The questions first: What is the proof of resolution of singularities that you know?
Why am I asking?: There are a number of proofs of resolution of singularities of varieties over a field of characteristic zero, all with more or less similar flavor but different in technical details and in choices that the resolution algorithm allows us to make. When writing a proof that uses specific features of some of those details I can't stop being uneasy about assuming the reader read about the specific constructions elsewhere. I would like to know from MOers what proof you have seen and if you have a reason for the choice, if it was a choice, I would like to hear it too.
Maybe asking about what you know is too invasive. I am just asking for the proof that you happened to find in your way, even you have only read a few lines of it.
The purpose of the question: The conspicuous one. To get a sense, by a rough approximation and a small sample, of what proofs are more culturally known. Have a concrete feeling when sending a reader to find the details in other paper, either of feeling OK with it or of guilt.
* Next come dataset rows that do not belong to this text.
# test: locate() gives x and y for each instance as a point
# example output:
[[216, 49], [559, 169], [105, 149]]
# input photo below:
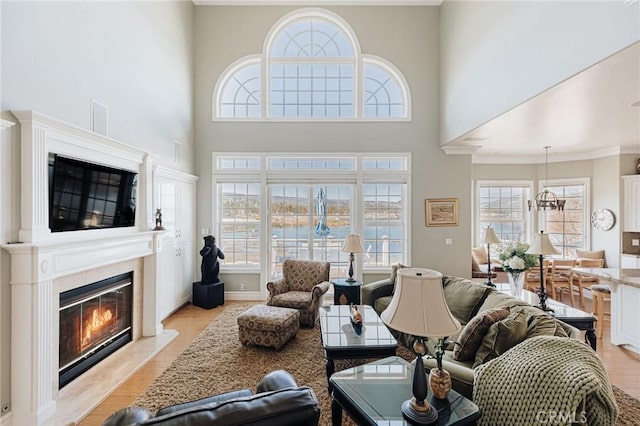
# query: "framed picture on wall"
[[441, 211]]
It is a question about fashion, which also has its role in mathematics... and knowing what the fashion is is useful.
What details?: Although I had in mind a specific detail of the proofs I didn't mention it because it is not the only one that changes from proof to proof and because the result of the poll gives information about all of them. Examples are: the resolution invariant, the ways of making the local descriptions of the centers of blowings-up match to form a globally defined smooth subvariety, the ways of getting functoriality and the different meanings that functoriality can have...
(edit) Forgot the "request for advise": If you have would like to give advise about how you have dealt with similar situations and describe your example that is welcomed.
It is a community wiki question, so feel free to change what is said here if needed or if you want the poll to also give information about other questions that you would like to be answered. (or for correcting the English!)